Eisheiligen fallen dieses Jahr aus
publiziert: Dienstag, 9. Mai 2006 / 17:00 Uhr / aktualisiert: Dienstag, 9. Mai 2006 / 21:27 Uhr

Bern - Die Eisheiligen, Schrecken der Bauern und Hobbygärtner, dürften ihrem Namen heuer kaum gerecht werden.

Die Eisheiligen haben in diesem Jahr keine Chance:  Kälterückfälle wird es nicht geben.
Die Eisheiligen haben in diesem Jahr keine Chance: Kälterückfälle wird es nicht geben.
Wie jedes Jahr vom 12. bis 14. Mai ziehen Pankraz, Servaz und Bonifaz ins Land. Ihnen folgt am 15. Mai die Kalte Sophie. Dieses Jahr zeigen sich die drei gestrengen Herren und die kalte Dame aber nicht von ihrer härtesten Seite. Gemäss den Prognosen von MeteoSchweiz dürfte das Wetter am Wochenende wechselhaft, aber frühlingshaft warm werden: Ab Freitag werden Temperaturen deutlich über 20 Grad erwartet.
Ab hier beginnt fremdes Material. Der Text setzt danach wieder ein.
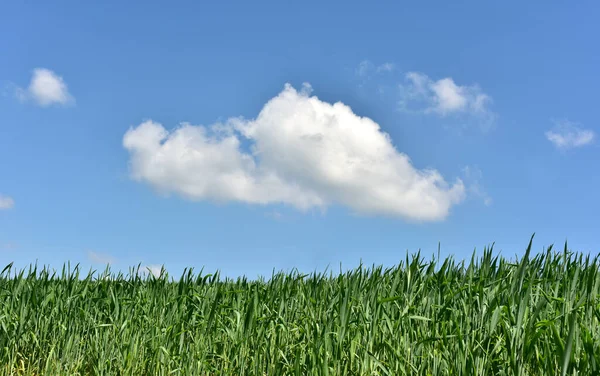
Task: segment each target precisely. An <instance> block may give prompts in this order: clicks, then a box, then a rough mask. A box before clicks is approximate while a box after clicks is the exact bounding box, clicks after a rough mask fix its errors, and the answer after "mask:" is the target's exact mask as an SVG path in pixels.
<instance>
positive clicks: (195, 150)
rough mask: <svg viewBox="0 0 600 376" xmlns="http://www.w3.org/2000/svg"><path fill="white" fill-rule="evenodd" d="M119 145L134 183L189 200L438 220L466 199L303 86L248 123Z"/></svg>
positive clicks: (217, 124) (135, 138) (340, 110)
mask: <svg viewBox="0 0 600 376" xmlns="http://www.w3.org/2000/svg"><path fill="white" fill-rule="evenodd" d="M243 142H245V143H249V144H250V145H251V146H250V148H249V150H244V149H245V148H244V147H243V145H244V144H243ZM123 145H124V147H125V148H126V149H127V150H128V151H129V153H130V168H131V175H132V177H133V179H135V180H137V181H141V182H146V183H149V184H150V185H151V186H153V187H155V188H156V189H157V190H158V191H160V192H162V193H170V192H174V193H177V194H179V195H182V196H184V197H187V198H189V199H192V200H214V201H221V202H225V201H237V202H244V203H250V204H275V203H283V204H288V205H291V206H293V207H296V208H298V209H301V210H307V209H310V208H321V209H324V208H325V207H327V206H328V205H331V204H339V205H343V206H346V207H349V208H350V209H352V210H353V211H355V212H358V213H365V214H379V215H389V216H398V217H404V218H407V219H411V220H421V221H427V220H441V219H443V218H445V217H446V216H447V215H448V213H449V210H450V208H451V207H452V206H453V205H454V204H457V203H459V202H460V201H462V200H463V198H464V191H465V189H464V185H463V183H462V181H461V180H460V179H457V180H456V182H455V183H454V184H452V185H449V184H448V183H446V181H445V180H444V178H443V177H442V176H441V175H440V173H439V172H437V171H436V170H433V169H427V170H418V169H416V168H415V167H413V166H412V164H411V161H410V158H409V157H408V156H407V155H406V154H403V153H400V152H398V151H397V150H396V149H395V148H394V146H393V144H392V141H391V139H390V137H389V135H388V134H386V133H384V132H382V131H381V129H380V127H379V125H378V124H377V123H375V122H373V121H372V120H371V119H369V118H365V117H360V116H357V115H355V114H354V113H353V112H352V109H351V108H350V107H348V106H346V105H344V104H343V103H340V102H338V103H335V104H330V103H326V102H323V101H321V100H319V99H318V98H317V97H316V96H310V86H309V85H305V86H304V89H303V90H302V91H300V92H298V91H296V90H295V89H294V88H293V87H292V86H290V85H286V86H285V88H284V90H283V91H282V92H281V93H280V94H279V95H277V96H276V97H274V98H272V99H271V100H270V101H269V102H267V104H265V106H264V107H263V109H262V110H261V112H260V113H259V115H258V117H257V118H256V119H254V120H245V119H240V118H233V119H230V120H228V121H227V122H226V123H225V124H215V125H212V126H208V127H206V126H194V125H190V124H187V123H184V124H181V125H180V126H179V127H178V128H176V129H174V130H172V131H167V130H166V129H165V128H164V127H163V126H162V125H161V124H158V123H156V122H153V121H151V120H149V121H145V122H143V123H142V124H140V125H138V126H137V127H133V128H130V129H129V130H128V131H127V133H126V134H125V136H124V137H123Z"/></svg>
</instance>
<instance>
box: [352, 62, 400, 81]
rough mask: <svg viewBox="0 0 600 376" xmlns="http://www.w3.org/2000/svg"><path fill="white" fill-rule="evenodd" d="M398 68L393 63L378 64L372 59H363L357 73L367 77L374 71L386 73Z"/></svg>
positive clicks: (376, 72)
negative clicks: (369, 59)
mask: <svg viewBox="0 0 600 376" xmlns="http://www.w3.org/2000/svg"><path fill="white" fill-rule="evenodd" d="M395 69H396V65H395V64H393V63H389V62H386V63H383V64H380V65H376V64H374V63H373V62H371V61H370V60H363V61H361V62H360V63H359V64H358V67H357V68H356V75H357V76H359V77H363V78H366V77H368V76H370V75H372V74H373V73H386V72H392V71H394V70H395Z"/></svg>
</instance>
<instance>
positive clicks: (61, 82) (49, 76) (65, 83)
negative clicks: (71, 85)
mask: <svg viewBox="0 0 600 376" xmlns="http://www.w3.org/2000/svg"><path fill="white" fill-rule="evenodd" d="M16 95H17V98H19V99H20V100H22V101H25V100H29V99H31V100H33V101H34V102H36V103H37V104H38V105H40V106H42V107H48V106H50V105H53V104H60V105H67V104H72V103H74V102H75V98H74V97H73V96H72V95H71V94H70V93H69V89H68V87H67V84H66V83H65V81H64V80H63V78H62V77H61V76H59V75H57V74H56V73H54V72H53V71H51V70H49V69H46V68H36V69H34V70H33V75H32V77H31V82H30V83H29V87H28V88H27V89H22V88H17V90H16Z"/></svg>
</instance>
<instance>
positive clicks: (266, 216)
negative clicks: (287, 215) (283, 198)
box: [265, 210, 283, 221]
mask: <svg viewBox="0 0 600 376" xmlns="http://www.w3.org/2000/svg"><path fill="white" fill-rule="evenodd" d="M265 216H266V217H268V218H271V219H274V220H276V221H281V220H282V219H283V214H281V212H279V211H277V210H271V211H269V212H267V213H265Z"/></svg>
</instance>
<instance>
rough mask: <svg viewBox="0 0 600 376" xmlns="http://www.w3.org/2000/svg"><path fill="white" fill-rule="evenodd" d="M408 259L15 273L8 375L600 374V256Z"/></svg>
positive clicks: (565, 253)
mask: <svg viewBox="0 0 600 376" xmlns="http://www.w3.org/2000/svg"><path fill="white" fill-rule="evenodd" d="M530 251H531V243H530V244H529V247H528V248H527V250H526V252H525V254H524V256H523V258H521V259H520V260H517V261H514V260H513V261H512V262H511V261H509V260H506V259H504V258H502V257H499V256H494V252H493V251H492V250H491V249H486V250H485V251H484V252H483V255H481V256H480V257H479V258H476V257H475V256H474V257H473V258H472V259H471V260H470V262H460V263H459V262H456V261H454V260H453V259H451V258H448V259H445V260H435V259H432V260H425V259H424V258H423V257H421V256H420V255H419V254H417V255H413V256H410V257H409V256H406V257H403V260H402V261H400V262H399V265H398V266H397V267H394V268H390V269H383V268H382V267H371V268H364V267H359V268H357V269H355V270H352V271H348V272H346V273H343V274H341V273H340V274H339V275H333V274H331V273H330V274H324V273H321V274H320V273H313V274H310V275H306V274H299V273H298V272H291V273H288V274H283V273H279V274H275V275H273V276H272V277H271V278H270V279H268V280H258V281H250V280H247V279H245V278H239V279H237V280H229V279H225V280H223V279H221V278H219V276H218V274H215V275H211V274H208V275H202V273H199V274H195V273H193V272H192V271H191V270H187V271H185V272H184V273H183V276H181V278H180V279H179V280H178V281H177V280H176V281H174V280H172V279H171V278H170V277H169V276H168V275H166V273H163V274H162V275H161V276H160V277H159V278H155V277H154V276H152V275H148V276H147V277H140V276H139V275H138V270H136V269H135V268H132V269H131V270H130V272H129V273H128V274H127V275H123V274H111V273H110V271H109V270H106V271H104V272H102V273H100V274H98V273H94V274H89V275H88V276H87V277H85V276H82V275H80V274H81V273H80V270H79V268H77V267H75V268H73V269H72V270H69V268H68V267H65V268H63V270H62V272H60V273H53V272H51V271H50V270H49V269H48V268H42V269H41V270H40V269H38V268H37V267H36V266H32V267H30V268H29V270H20V271H15V270H14V269H13V268H12V266H11V265H9V266H8V267H6V268H5V270H4V271H3V272H2V274H1V276H0V367H2V368H1V369H0V373H2V374H5V375H42V374H43V375H404V374H408V375H559V374H562V375H565V374H567V375H574V374H577V375H598V374H600V297H599V287H600V274H599V263H598V256H596V257H591V256H583V255H581V254H575V253H571V252H569V251H567V247H566V246H565V250H564V251H560V252H554V251H552V250H551V249H548V250H547V251H544V252H543V253H541V254H538V255H535V256H530Z"/></svg>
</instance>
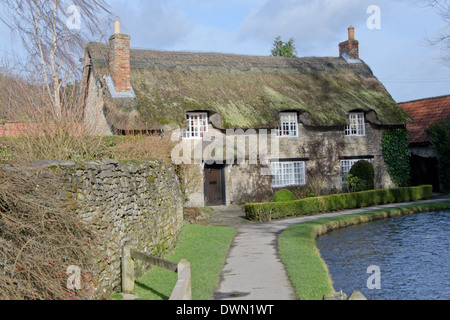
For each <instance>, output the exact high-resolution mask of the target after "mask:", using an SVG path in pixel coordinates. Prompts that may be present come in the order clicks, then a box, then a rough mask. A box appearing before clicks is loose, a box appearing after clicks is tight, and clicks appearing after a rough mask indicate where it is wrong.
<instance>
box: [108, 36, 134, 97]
mask: <svg viewBox="0 0 450 320" xmlns="http://www.w3.org/2000/svg"><path fill="white" fill-rule="evenodd" d="M109 41H110V57H109V63H110V65H109V66H110V74H111V78H112V80H113V82H114V84H115V86H116V91H117V92H130V91H131V84H130V37H129V36H127V35H124V34H115V35H113V36H111V38H110V39H109Z"/></svg>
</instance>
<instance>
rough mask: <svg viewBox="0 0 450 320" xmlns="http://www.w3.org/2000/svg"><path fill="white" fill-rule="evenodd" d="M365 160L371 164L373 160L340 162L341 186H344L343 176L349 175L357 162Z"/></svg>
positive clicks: (345, 160) (367, 159) (362, 159)
mask: <svg viewBox="0 0 450 320" xmlns="http://www.w3.org/2000/svg"><path fill="white" fill-rule="evenodd" d="M361 160H365V161H367V162H370V163H372V160H373V159H348V160H341V173H342V184H345V175H346V174H349V173H350V170H351V169H352V167H353V165H354V164H355V163H357V162H358V161H361Z"/></svg>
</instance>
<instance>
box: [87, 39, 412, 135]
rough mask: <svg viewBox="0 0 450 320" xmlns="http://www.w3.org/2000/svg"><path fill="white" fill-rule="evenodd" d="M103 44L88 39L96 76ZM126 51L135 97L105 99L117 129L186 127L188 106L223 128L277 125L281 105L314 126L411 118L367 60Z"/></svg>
mask: <svg viewBox="0 0 450 320" xmlns="http://www.w3.org/2000/svg"><path fill="white" fill-rule="evenodd" d="M108 50H109V47H108V45H106V44H100V43H90V44H88V46H87V53H88V54H89V55H90V57H91V59H92V63H93V67H94V70H95V74H96V75H97V76H98V77H99V78H100V79H102V78H103V76H104V75H108V68H107V66H108ZM130 55H131V75H130V77H131V84H132V87H133V89H134V92H135V94H136V99H109V100H108V102H107V104H106V108H107V114H108V115H109V118H110V119H109V120H110V121H111V122H112V123H113V124H114V125H115V126H116V127H118V128H127V129H132V128H136V129H137V128H139V129H144V128H147V129H149V128H151V129H158V128H161V127H162V126H163V125H164V124H172V123H176V124H179V125H181V126H183V124H184V119H185V118H184V115H185V113H186V112H187V111H194V110H201V111H209V112H210V115H211V116H212V115H214V117H212V119H213V124H214V125H215V126H216V127H218V128H222V129H224V128H242V129H247V128H274V127H276V126H278V125H279V113H280V111H288V110H296V111H298V112H299V114H300V115H301V117H300V119H301V120H302V122H304V123H305V124H308V125H313V126H338V125H344V124H346V123H347V121H348V113H349V112H350V111H353V110H364V111H366V112H369V115H370V116H369V117H368V119H369V120H370V121H372V122H375V123H379V124H385V125H391V124H405V123H407V122H409V121H410V119H409V117H408V115H407V114H406V113H405V112H404V111H403V110H402V109H401V108H400V107H399V106H398V105H397V103H396V102H395V101H394V100H393V99H392V97H391V96H390V94H389V93H388V92H387V90H386V89H385V87H384V86H383V85H382V84H381V83H380V82H379V81H378V79H377V78H376V77H375V76H374V75H373V73H372V71H371V69H370V68H369V67H368V66H367V65H366V64H365V63H348V62H346V61H345V60H344V59H343V58H330V57H306V58H283V57H271V56H266V57H262V56H246V55H234V54H220V53H194V52H167V51H155V50H131V53H130ZM108 91H109V90H106V92H108Z"/></svg>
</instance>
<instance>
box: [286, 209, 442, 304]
mask: <svg viewBox="0 0 450 320" xmlns="http://www.w3.org/2000/svg"><path fill="white" fill-rule="evenodd" d="M449 208H450V201H442V202H434V203H427V204H413V205H406V206H402V207H397V208H388V209H382V210H375V211H370V212H364V213H358V214H352V215H347V216H339V217H333V218H324V219H319V220H314V221H308V222H304V223H300V224H297V225H294V226H291V227H289V228H287V229H286V230H285V231H284V232H282V233H281V234H280V236H279V238H278V243H279V254H280V257H281V260H282V261H283V263H284V264H285V266H286V270H287V273H288V276H289V279H290V281H291V283H292V285H293V287H294V290H295V293H296V297H297V299H299V300H322V298H323V296H324V295H326V294H329V293H333V292H334V291H335V290H334V289H333V283H332V280H331V277H330V274H329V272H328V267H327V265H326V264H325V262H324V261H323V260H322V258H321V256H320V252H319V250H318V249H317V247H316V241H315V240H316V238H317V237H318V236H320V235H323V234H325V233H327V232H329V231H332V230H335V229H339V228H343V227H347V226H350V225H356V224H360V223H365V222H370V221H374V220H379V219H385V218H391V217H396V216H402V215H407V214H413V213H420V212H430V211H438V210H444V209H449Z"/></svg>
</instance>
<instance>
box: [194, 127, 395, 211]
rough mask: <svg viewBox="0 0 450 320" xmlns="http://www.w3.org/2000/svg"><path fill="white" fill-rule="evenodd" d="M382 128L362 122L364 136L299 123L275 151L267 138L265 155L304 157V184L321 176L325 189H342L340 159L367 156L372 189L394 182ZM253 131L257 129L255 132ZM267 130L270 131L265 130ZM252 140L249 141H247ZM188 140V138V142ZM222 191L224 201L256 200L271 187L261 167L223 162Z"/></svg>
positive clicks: (256, 140)
mask: <svg viewBox="0 0 450 320" xmlns="http://www.w3.org/2000/svg"><path fill="white" fill-rule="evenodd" d="M383 130H384V128H383V127H382V126H378V125H375V124H371V123H366V135H365V136H363V137H358V136H351V137H350V136H345V132H344V126H339V127H311V126H306V125H303V124H301V123H300V124H299V134H298V137H292V138H276V139H277V140H278V142H279V153H278V154H275V153H272V152H271V150H270V146H271V138H270V136H268V138H267V150H268V154H270V155H271V157H272V156H273V155H276V158H278V159H280V160H283V159H291V160H295V159H304V161H305V162H306V183H307V186H305V188H308V184H309V183H314V176H316V175H324V176H325V179H326V184H327V185H326V189H327V190H328V191H329V192H341V191H342V188H343V186H342V172H341V160H344V159H351V158H353V159H356V158H358V157H367V156H369V157H370V158H371V159H372V164H373V166H374V170H375V188H377V189H382V188H392V187H394V186H395V185H394V184H393V183H392V181H391V178H390V176H389V174H388V172H387V167H386V164H385V162H384V159H383V155H382V134H383ZM212 132H214V135H218V136H219V137H220V136H222V137H223V139H224V132H221V131H219V130H217V129H214V128H213V127H212V126H211V125H210V127H209V133H210V134H211V133H212ZM255 132H257V131H255ZM268 132H269V133H270V130H269V131H268ZM249 141H253V142H249ZM255 141H258V140H257V137H256V136H255V139H254V140H252V139H250V138H248V140H246V146H247V147H246V148H247V152H248V145H249V143H250V144H252V143H253V144H255ZM188 142H189V143H190V141H188ZM197 167H198V169H199V174H202V169H201V167H200V165H197ZM224 170H225V181H226V187H225V193H226V202H227V204H231V203H237V204H241V203H245V202H255V201H257V202H259V201H265V200H269V199H270V198H271V196H270V195H271V193H273V192H274V191H276V190H274V189H273V188H272V184H271V177H270V176H261V166H260V165H254V164H250V163H249V161H248V157H246V161H245V162H244V163H240V164H238V165H237V164H234V165H233V166H228V165H225V168H224ZM189 200H190V201H189V202H188V203H187V204H188V206H203V205H204V189H203V185H199V186H198V187H197V188H196V189H195V190H191V195H190V196H189Z"/></svg>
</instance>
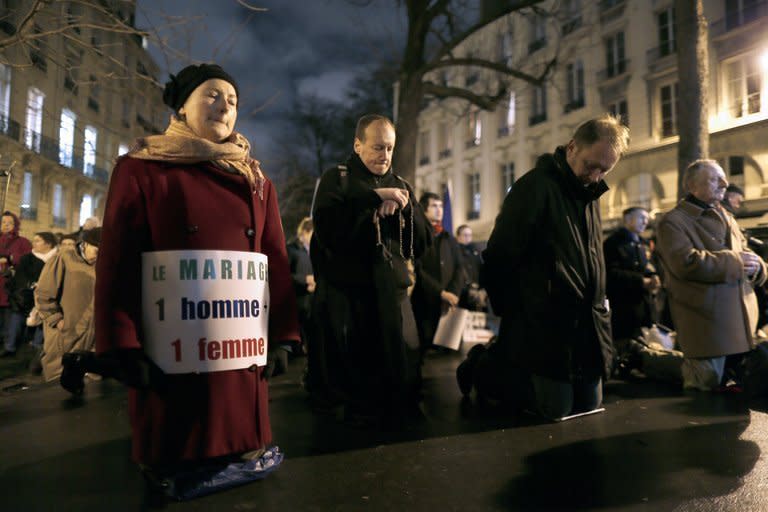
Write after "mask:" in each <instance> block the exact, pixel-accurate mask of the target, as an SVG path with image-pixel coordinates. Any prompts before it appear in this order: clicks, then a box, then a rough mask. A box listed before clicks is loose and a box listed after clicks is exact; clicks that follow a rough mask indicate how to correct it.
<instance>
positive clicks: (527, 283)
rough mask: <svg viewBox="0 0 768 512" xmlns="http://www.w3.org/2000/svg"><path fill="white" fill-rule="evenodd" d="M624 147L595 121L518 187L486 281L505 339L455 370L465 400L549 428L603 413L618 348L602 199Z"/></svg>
mask: <svg viewBox="0 0 768 512" xmlns="http://www.w3.org/2000/svg"><path fill="white" fill-rule="evenodd" d="M628 143H629V129H628V128H627V127H626V126H623V125H622V124H621V123H620V122H619V121H618V120H617V119H616V118H614V117H612V116H608V115H605V116H602V117H599V118H596V119H592V120H590V121H587V122H586V123H584V124H582V125H581V126H579V128H578V129H577V130H576V133H575V134H574V136H573V139H571V141H570V142H569V143H568V144H567V145H566V146H560V147H558V148H557V149H556V150H555V152H554V153H553V154H545V155H542V156H540V157H539V159H538V161H537V162H536V167H535V168H534V169H532V170H531V171H530V172H528V173H527V174H525V175H524V176H523V177H522V178H521V179H519V180H518V181H517V182H516V183H515V184H514V185H513V186H512V189H511V190H510V192H509V193H508V194H507V197H506V199H505V200H504V204H503V206H502V210H501V213H500V214H499V216H498V217H497V218H496V224H495V226H494V228H493V232H492V233H491V237H490V239H489V240H488V247H487V249H486V250H485V251H484V252H483V258H484V264H483V268H482V273H481V285H482V286H484V287H485V289H486V290H487V291H488V296H489V297H490V299H491V304H492V306H493V309H494V311H495V312H496V313H497V314H498V315H499V316H501V319H502V320H501V327H500V331H499V336H498V339H497V341H496V342H495V343H493V344H492V345H490V346H489V347H488V348H487V349H486V350H483V349H477V350H474V351H473V352H471V353H470V355H469V357H468V359H467V361H465V362H464V363H462V365H461V366H460V367H459V369H458V370H457V378H458V380H459V386H460V387H461V388H462V392H464V393H465V394H467V393H468V392H469V391H470V390H471V388H472V387H473V386H474V387H476V388H477V391H478V393H479V394H480V395H482V396H486V397H490V398H494V399H502V400H508V401H512V402H513V403H515V404H517V405H518V406H519V407H521V408H522V407H528V408H533V409H535V410H536V411H537V412H538V413H540V414H541V415H543V416H545V417H547V418H550V419H559V418H562V417H564V416H568V415H570V414H575V413H580V412H586V411H590V410H593V409H596V408H598V407H600V405H601V403H602V380H603V379H604V378H606V377H607V376H608V375H609V374H610V367H611V361H612V355H613V347H612V343H611V323H610V312H609V308H608V302H607V300H606V294H605V262H604V260H603V248H602V242H603V240H602V226H601V219H600V207H599V204H598V198H599V197H600V196H601V195H602V194H603V193H605V191H606V190H608V186H607V185H606V184H605V181H603V178H604V177H605V175H606V174H608V172H610V171H611V170H612V169H613V167H614V166H615V165H616V163H617V162H618V161H619V159H620V158H621V156H622V154H623V153H624V152H625V151H626V149H627V146H628Z"/></svg>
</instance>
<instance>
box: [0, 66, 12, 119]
mask: <svg viewBox="0 0 768 512" xmlns="http://www.w3.org/2000/svg"><path fill="white" fill-rule="evenodd" d="M10 101H11V68H10V67H8V66H5V65H3V64H0V116H2V117H3V125H4V126H5V125H7V123H8V121H7V119H8V115H9V113H10V106H11V103H10Z"/></svg>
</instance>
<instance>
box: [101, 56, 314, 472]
mask: <svg viewBox="0 0 768 512" xmlns="http://www.w3.org/2000/svg"><path fill="white" fill-rule="evenodd" d="M163 99H164V101H165V103H166V104H167V105H168V106H169V107H171V108H172V109H173V110H174V112H175V115H174V116H173V117H172V119H171V122H170V125H169V126H168V128H167V129H166V131H165V133H164V134H162V135H155V136H148V137H145V138H143V139H140V140H139V141H138V142H137V145H136V146H135V147H134V149H133V150H132V151H131V152H130V153H129V154H128V155H126V156H124V157H122V158H120V159H119V160H118V162H117V165H116V166H115V169H114V171H113V173H112V177H111V181H110V186H109V194H108V196H107V203H106V207H105V208H106V211H105V213H104V224H103V226H104V228H103V236H102V243H101V247H100V253H99V260H98V264H97V268H96V275H97V278H96V294H95V315H96V350H97V352H98V353H101V354H111V355H116V356H117V358H118V359H119V360H120V361H122V362H123V364H126V365H133V366H134V367H139V368H145V369H146V368H147V367H149V368H152V370H153V371H152V372H150V373H151V374H152V375H153V377H152V378H151V379H149V380H148V381H147V380H146V379H143V380H142V379H138V380H139V381H140V383H141V385H139V386H138V387H133V388H131V389H130V391H129V408H130V419H131V426H132V431H133V458H134V459H135V461H136V462H138V463H139V464H142V465H149V466H151V467H153V468H159V469H161V470H162V469H168V468H176V467H179V464H180V463H186V462H192V463H194V464H197V463H205V462H206V461H208V460H211V459H215V458H219V457H223V456H233V455H240V454H245V453H253V452H254V451H256V452H257V453H260V451H261V450H262V449H264V448H265V447H268V446H269V445H270V444H271V443H272V432H271V430H270V424H269V416H268V411H267V405H268V404H267V382H266V380H265V379H264V378H263V371H264V367H255V366H253V367H251V368H245V369H239V370H226V371H217V372H212V373H187V374H162V372H159V370H158V369H157V368H156V367H155V366H154V365H153V364H152V363H148V362H147V359H146V354H145V353H144V352H143V350H142V346H143V344H144V341H145V340H144V339H143V332H142V289H141V282H142V272H141V262H142V253H146V252H153V251H172V250H226V251H248V252H258V253H262V254H265V255H266V256H267V257H268V261H269V267H268V268H269V277H268V283H269V293H270V302H269V306H270V307H269V337H268V339H269V342H270V343H273V344H274V343H277V342H283V341H293V340H298V339H299V332H298V325H297V315H296V305H295V297H294V292H293V289H292V285H291V274H290V271H289V267H288V259H287V256H286V248H285V247H286V246H285V238H284V235H283V230H282V225H281V221H280V217H279V212H278V206H277V197H276V194H275V189H274V187H273V185H272V183H271V182H270V181H269V180H268V179H266V178H265V177H264V175H263V174H262V173H261V171H260V169H259V164H258V162H257V161H255V160H253V159H252V158H251V157H250V155H249V150H250V145H249V143H248V141H247V140H246V139H245V137H243V136H242V135H240V134H239V133H237V132H235V131H234V126H235V121H236V119H237V103H238V90H237V85H236V83H235V81H234V80H233V79H232V77H231V76H230V75H228V74H227V73H226V72H225V71H224V70H223V69H221V68H220V67H219V66H215V65H207V64H202V65H200V66H188V67H186V68H184V69H183V70H182V71H181V72H180V73H179V74H178V75H177V76H175V77H174V76H171V81H170V82H168V83H167V84H166V88H165V92H164V96H163ZM137 362H138V364H137ZM129 363H130V364H129ZM124 371H126V372H130V371H131V370H130V369H124ZM158 374H159V375H160V377H159V378H158V377H157V375H158Z"/></svg>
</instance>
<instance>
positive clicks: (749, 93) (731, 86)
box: [725, 55, 762, 117]
mask: <svg viewBox="0 0 768 512" xmlns="http://www.w3.org/2000/svg"><path fill="white" fill-rule="evenodd" d="M725 75H726V81H727V83H728V105H729V108H730V112H731V116H733V117H743V116H745V115H748V114H755V113H757V112H760V110H761V99H760V89H761V88H762V79H761V74H760V67H759V66H758V63H757V59H756V58H755V56H754V55H749V56H746V57H743V58H741V59H738V60H735V61H732V62H729V63H728V64H726V67H725Z"/></svg>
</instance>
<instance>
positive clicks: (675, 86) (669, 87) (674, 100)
mask: <svg viewBox="0 0 768 512" xmlns="http://www.w3.org/2000/svg"><path fill="white" fill-rule="evenodd" d="M660 97H661V136H662V137H672V136H673V135H677V109H678V99H677V83H675V84H670V85H665V86H664V87H662V88H661V89H660Z"/></svg>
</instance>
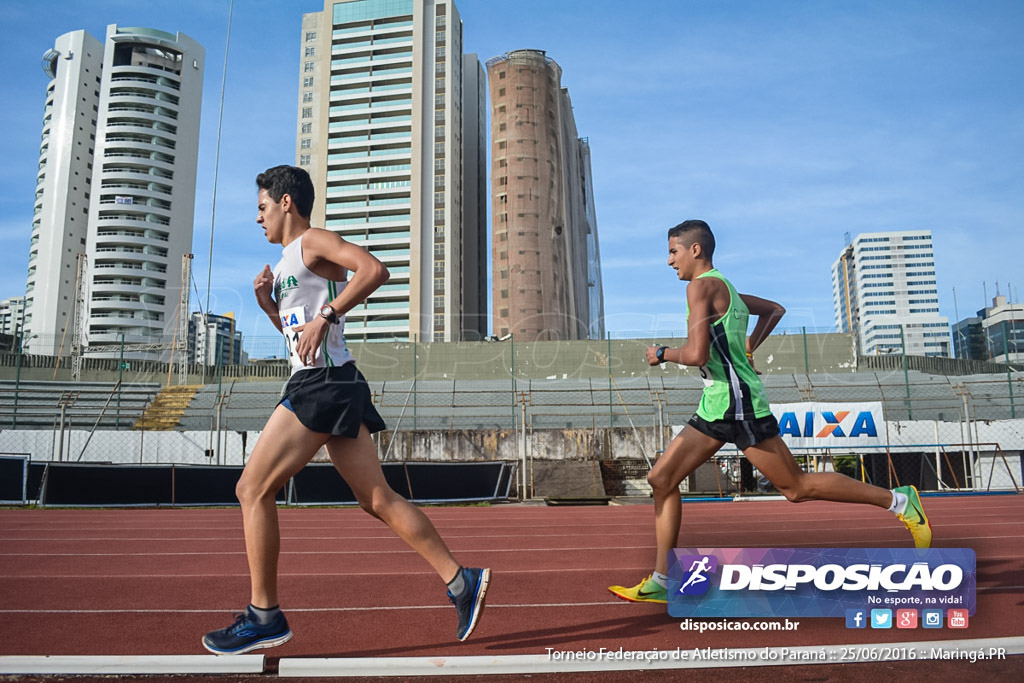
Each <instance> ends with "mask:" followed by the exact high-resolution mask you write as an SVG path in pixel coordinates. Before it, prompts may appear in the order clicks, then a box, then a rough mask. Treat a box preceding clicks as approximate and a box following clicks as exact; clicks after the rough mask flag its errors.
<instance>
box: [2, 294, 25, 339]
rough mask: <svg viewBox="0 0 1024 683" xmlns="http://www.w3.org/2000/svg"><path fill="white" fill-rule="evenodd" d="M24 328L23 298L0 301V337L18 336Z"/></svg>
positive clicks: (24, 297)
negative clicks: (15, 335)
mask: <svg viewBox="0 0 1024 683" xmlns="http://www.w3.org/2000/svg"><path fill="white" fill-rule="evenodd" d="M24 328H25V297H11V298H9V299H0V335H11V336H13V335H19V334H20V333H22V331H23V329H24Z"/></svg>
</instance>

Die drei Eismänner - Pankraz, der Helfer bei Meineid und falschem Zeugnis, Servaz, der Schutzpatron gegen Fussleiden, Todesfurcht und Rattenplage sowie Wohltäter Bonifaz - sind benannt nach Heiligen. Die kalte Sophie war einer Legende nach eine römische Jungfrau, die den griechischen Namen «Weisheit» trug.

Bauernregeln

Vor ihnen warnen zahlreiche Bauernregeln: «Pankrazi, Servazi und Bonifazi sind drei frostige Bazi, und zum Schluss fehlt noch die kalte Sophie», heisst es in einer süddeutschen Bauernregel. «Servaz und die Kalte Sophie müssen vorübersein, willst Du vor Nachtfrost sicher sein», lautet eine andere Regel, die aus Graubünden stammt.

Tatsächlich sind Kälterückfälle im Mai immer wieder zu beobachten. Sie sind auf Nordlagen zurückzuführen, die zu dieser Zeit ihre grösste Häufigkeit haben und Polarluft bis nach Mitteleuropa führen können.

Päpstliche Kalenderreform

Die Eisheiligen haben ihren Platz im Kalender zwar zwischen dem 11. und 15. Mai, doch sie gehören eigentlich dort gar nicht hin. Wegen einer 1582 durch Papst Gregor XIII. vorgenommenen Kalenderreform mussten sie im Kalender «zügeln». Ihren angestammten Platz hatten sie zwischen dem 19. und dem 23. Mai.

Wie langjährige Beobachtungen zeigen, haben sich die Eisheiligen von der Kalenderreform und ihrem neuen Platz aber nicht beeindrucken lassen. An den kalendarischen Eisheiligen herrscht meist deutlich schöneres und wärmeres Wetter als an den ursprünglichen Tagen.